Inflation and an influx of refugees in Germany have put growing pressure on food banks. Will the state step into the breach?
Germany’s over 900 food banks, overseen by charitable organization Tafel e.V., support anyone who can prove they’re facing financial hardship. But fewer and fewer companies are donating to these food banks, although demand is growing amid high inflation and the influx of Ukrainian refugees. That’s why food banks are now calling on the German state for help.
The growing need for food aid is clearly evident in Berlin’s Köpenick district, where the fan centre for Bundesliga team FC Union Berlin has been converted into a grocery distribution point. A line of people are standing outside in the blistering heat, waiting to enter. It’s 30 degrees Celsius (86 Fahrenheit) and there’s no shade in sight.
Denise Lauer is making her first visit to a food bank. For a long time, she was too reluctant and ashamed to go. “I wanted to try it out,” she told DW. “But in the past, I was too embarrassed.”
Lauer, a single parent with a son, said “it has become increasingly difficult to make ends because of the high food costs.” Today, though, she has gathered all her courage and is looking forward to taking home a basket of groceries sold for just €1.50 ($1.70) — the same price for everyone.
Food costs have risen by almost 15% compared to last year, with inflation standing at 7.3%, according to Germany’s Federal Statistical Office.
For many, this means money is tight, which is why they are relying on food banks to get by. Since Russia launched its full-scale invasion of Ukraine in February 2022, 20% of German food banks have seen the number of people dependent on discounted groceries double, reports Tafel’s federal association.
“Before the war, no more than 340 people would come to our distribution days on Tuesdays, but now, there are often well over 500,” Carol Seele, a volunteer manager at the Köpenick food bank, told DW. “Last Friday, we had 564 customers,” added fellow volunteer Rita Hirsch, who keeps precise records for the church-run distribution centre.
‘More and more customers because of the war’
“We have seen more and more customers because of the war,” said Seele. “Fortunately, we have not yet had to limit admission.”
Anyone with the necessary paperwork proving they are in need can receive food aid. However, other food banks have already begun reducing the amount of food they hand out per person, and some have also even stopped accepting new people.

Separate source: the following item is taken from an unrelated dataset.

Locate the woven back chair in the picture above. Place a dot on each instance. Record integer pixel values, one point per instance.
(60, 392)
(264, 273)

Tetyana Kudyna fled the war in Ukrainian with her young son; her husband and older son have remained in the Ukrainian capital, Kyiv. Kudyna visits the food bank every Tuesday with her boy. “It helps me save plenty of money,” she told DW. It’s also an opportunity to meet and chat with other Germans and Ukrainians, which she said is a “welcome distraction.”
Volunteers in Berlin founded Germany’s first Tafel food bank in 1993. The organization says it supports some 2 million people, with regional branches receiving food and financial donations. They also see support from major supermarket chains such as Rewe, Lidl and Aldi, who donate surplus food and items with small blemishes that would otherwise end up in the trash.
Lifeline for poor people
German food banks are there to help people living in poverty, namely those who have less than 60% of the median net income at their disposal. In Germany, going by this definition, around 13 million people are considered to live below the poverty line.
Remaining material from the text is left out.